With this in mind, the features of modern technology that are most relevant to the substantial nexus question are those that mimic the experience of in-person shopping at a brickand-mortar retailer in the taxing state. Only in those instances can it be said that out-of-state retailers are competing directly in the marketplace with in-state retailers. When an out-of-state retailer uses mobile marketing tools to simulate a brick-and-mortar shopping experience, the argument for substantial nexus becomes more compelling.

There are myriad mobile marketing tools available to retailers. The marketing approaches are so numerous and granular that you would need hip waders and an advanced advertising degree to plod your way through them. There are several general categories of mobile marketing tools, however, that lend themselves to an intuitive understanding.

Perhaps the most elementary form of advertising is a website.
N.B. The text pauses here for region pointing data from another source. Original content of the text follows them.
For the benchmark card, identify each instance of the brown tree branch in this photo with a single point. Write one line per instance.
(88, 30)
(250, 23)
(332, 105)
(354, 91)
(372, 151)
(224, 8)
On its own, a website markets indiscriminately. But, as with most marketing tools, there are levels of aggressiveness associated with operating a website. For example, websites can be used to gather customer contact information, product preferences, and many other types of data. It is commonplace that a consumer can make purchases online without the need to have any direct person-to-person contact.

Businesses also engage in marketing through email. Email marketing spans a spectrum, with mass messaging to potential customers on one end and directed email to existing customers on the other. Email marketing encourages customer interaction but far from guarantees it — check your spam folder.

What remains are perhaps the most intrusive mobile marketing efforts directed specifically at the ubiquitous use of smartphones. Time for your hip waders.

One significant category of smartphone marketing is text messaging. There are many forms of text message marketing, including promotional text messages, transactional text marketing messages, conversational (or customer service) text messages, “drip” text campaigns, and survey/feedback texts.

Promotional text messages focus on encouraging the sale of a product. They are used to generate interest in a product and may include discount codes, coupons, and offers. Transactional text messages are designed to improve customer experience, increase loyalty, and boost the customer’s lifetime value. Examples of transactional text messages may include notifications that an order has been placed or has been shipped. Conversational text messages — not surprisingly — promote two-way communication between the customer and the seller. Those texts can be used to assist with customer service concerns or elicit interest in new products or services. A drip text message campaign involves a series of text messages that are sent to the customer’s smartphone at specific times. This approach can be used to welcome a new customer and then follow up with texts that introduce the customer to new products or services. Finally, survey/feedback texts help a seller improve its offerings and keep the customer engaged.

One other marketing tool used by sellers is geofencing. A geofence defines a virtual perimeter for a real-world geographic area. As we all know from TV crime shows, our physical location can be tracked through our smartphones.

This can be accomplished through GPS, Wi-Fi, or cellular data. When a customer crosses a geofence border, they receive an alert from the seller. For example, ABC Inc. sets up a geofence around a brick-and-mortar retail location. When a smartphone user crosses that geofence, the user receives a coupon for that specific store location.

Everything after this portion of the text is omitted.